RASSEGNA STAMPA

Il Mattino di Padova
22 novembre 2008
Ernesto Milanesi

Il Partito Democratico punta l’indice sul centrodestra
«Nuovo ospedale? Non c’è un euro
E così salta anche nella Bassa»

Il fondo nazionale (che a giugno prevedeva 1,6 miliardi) è stato ridotto da Tremonti a 400 milioni per quest’anno

Una goccia nel deserto. Poi Roma e Venezia chiudono i rubinetti. La sanità padovana «incassa» 40 milioni, ma rischia davvero di non vedere mai un euro dei 1.750 milioni che servono a realizzare il nuovo ospedale. Il Partito Democratico punta l’indice sul centrodestra con Alessandro Naccarato, deputato e consigliere comunale, e con il capogruppo in Regione Gianni Gallo. «Rivendichiamo di essere stati sempre i soli, fin dall’agosto 2005, a tracciare le competenze sul nuovo ospedale. Al Comune spettava urbanisticamente l’indicazione dell’area: è stato fatto.

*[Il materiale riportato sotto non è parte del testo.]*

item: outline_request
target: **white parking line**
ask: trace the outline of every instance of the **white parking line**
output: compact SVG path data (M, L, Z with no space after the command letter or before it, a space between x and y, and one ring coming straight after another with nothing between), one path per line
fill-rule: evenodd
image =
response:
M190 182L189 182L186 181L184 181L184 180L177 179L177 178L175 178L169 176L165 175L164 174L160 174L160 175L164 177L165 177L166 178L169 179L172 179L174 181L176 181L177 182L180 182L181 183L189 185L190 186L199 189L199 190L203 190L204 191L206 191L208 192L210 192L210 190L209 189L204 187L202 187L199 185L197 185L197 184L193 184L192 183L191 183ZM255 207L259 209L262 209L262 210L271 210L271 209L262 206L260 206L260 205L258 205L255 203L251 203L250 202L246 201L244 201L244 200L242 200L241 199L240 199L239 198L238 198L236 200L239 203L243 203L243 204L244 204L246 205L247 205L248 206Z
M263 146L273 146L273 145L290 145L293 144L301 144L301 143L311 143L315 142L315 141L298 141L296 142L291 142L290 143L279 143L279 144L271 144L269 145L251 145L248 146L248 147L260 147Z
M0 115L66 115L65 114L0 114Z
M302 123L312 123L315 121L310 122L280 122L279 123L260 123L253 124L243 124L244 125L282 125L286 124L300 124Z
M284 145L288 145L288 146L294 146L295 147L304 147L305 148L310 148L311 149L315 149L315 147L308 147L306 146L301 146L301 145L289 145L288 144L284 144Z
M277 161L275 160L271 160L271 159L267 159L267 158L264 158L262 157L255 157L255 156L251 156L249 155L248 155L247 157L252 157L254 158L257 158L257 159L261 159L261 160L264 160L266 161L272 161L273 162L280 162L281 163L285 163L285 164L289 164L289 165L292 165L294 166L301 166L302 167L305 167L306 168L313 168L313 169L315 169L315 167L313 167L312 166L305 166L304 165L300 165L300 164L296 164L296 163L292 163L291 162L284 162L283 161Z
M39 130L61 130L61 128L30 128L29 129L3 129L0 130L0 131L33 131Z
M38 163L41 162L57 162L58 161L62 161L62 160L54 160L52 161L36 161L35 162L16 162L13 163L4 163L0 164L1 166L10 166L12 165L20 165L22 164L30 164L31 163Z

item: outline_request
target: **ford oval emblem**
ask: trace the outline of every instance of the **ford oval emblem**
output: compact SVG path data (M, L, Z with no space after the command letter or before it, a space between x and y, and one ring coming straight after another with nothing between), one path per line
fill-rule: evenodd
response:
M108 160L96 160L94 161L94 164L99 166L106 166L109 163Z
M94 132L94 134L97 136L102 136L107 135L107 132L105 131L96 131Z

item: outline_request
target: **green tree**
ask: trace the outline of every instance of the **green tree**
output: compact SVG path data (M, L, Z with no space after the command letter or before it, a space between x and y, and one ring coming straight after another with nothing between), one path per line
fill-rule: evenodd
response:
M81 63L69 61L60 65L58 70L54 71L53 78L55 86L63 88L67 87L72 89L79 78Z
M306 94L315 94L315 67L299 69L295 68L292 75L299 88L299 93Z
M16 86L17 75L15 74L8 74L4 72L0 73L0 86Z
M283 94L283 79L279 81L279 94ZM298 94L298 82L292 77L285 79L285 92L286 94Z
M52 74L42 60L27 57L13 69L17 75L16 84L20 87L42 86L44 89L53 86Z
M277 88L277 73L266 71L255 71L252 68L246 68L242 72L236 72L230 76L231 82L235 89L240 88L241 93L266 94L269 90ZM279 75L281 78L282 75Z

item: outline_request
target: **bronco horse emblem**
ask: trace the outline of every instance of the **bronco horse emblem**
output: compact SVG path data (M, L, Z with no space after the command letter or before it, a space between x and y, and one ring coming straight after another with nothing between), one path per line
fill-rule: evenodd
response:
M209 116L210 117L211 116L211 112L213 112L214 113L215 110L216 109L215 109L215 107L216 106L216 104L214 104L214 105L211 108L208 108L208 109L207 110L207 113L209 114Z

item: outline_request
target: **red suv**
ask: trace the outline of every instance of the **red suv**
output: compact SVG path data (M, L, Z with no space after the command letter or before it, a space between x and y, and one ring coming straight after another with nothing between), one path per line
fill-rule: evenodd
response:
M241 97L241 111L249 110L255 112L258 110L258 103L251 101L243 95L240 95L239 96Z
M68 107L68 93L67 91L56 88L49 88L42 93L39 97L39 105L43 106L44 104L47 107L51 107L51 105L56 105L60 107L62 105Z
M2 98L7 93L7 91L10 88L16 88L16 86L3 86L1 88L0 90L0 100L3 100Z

Alla Regione e allo Stato, invece, trovare le risorse per progettare e quindi realizzare l’opera».
E qui casca l’asino, secondo il Pd. Il fondo nazionale (che a giugno prevedeva 1,6 miliardi) è stato ridotto da Tremonti a 400 milioni per quest’anno. «Nel successivo biennio sono già previsti tagli per 7 miliardi, mentre il governo Berlusconi ha dichiarato morto e sepolto il “patto per la salute” con cui Prodi aveva definito gli investimenti per le Regioni» affermano Naccarato e Gallo. Non basta, perché il piano decennale della giunta Galan attualmente risulta senza copertura: «Sono 280 milioni... per aria. Di conseguenza, non sono più certi nemmeno i 72 milioni previsti per l’ospedale della Bassa al servizio dell’Usl 17».
Di certo, arrivano i 40 milioni che l’assessore regionale Sandro Sandri ha destinato al gruppo operatorio terapie intensive del Dipartimento materno infantile e Ostetricia ginecologia. Su Patavium, invece, nemmeno un cent.
Naccarato affonda: «Il Comune ha indicato l’area di Padova Ovest. Già con le infrastrutture, 600 mila metri quadri che sono il doppio degli attuali spazi di tutte le strutture cittadine. Per capirci bene, il Giustinianeo ne occupa 175 mila. Questa è la sola certezza. Viene il dubbio che i signori del centrodestra vogliano iniziare a rimettere in discussione l’area. Così Ancona e ora il candidato Terranova. Un modo per occultare i risultati del governo e della Regione. E magari per alimentare attese di interessi speculativi». Gallo allarga le braccia e promette di incalzare la giunta Galan: «Un quadro desolante. Sul progetto Patavium dimensionato dal dirigente Ruscitti non c’è il minimo di risorsa pubblica. E con questi chiari di luna quando mai arriverà? Significa immaginare un ospedale completamente privatizzato, ammesso che ci sia qualche miliardario in giro, oppure insistere strumentalmente con un progetto da libro dei sogni».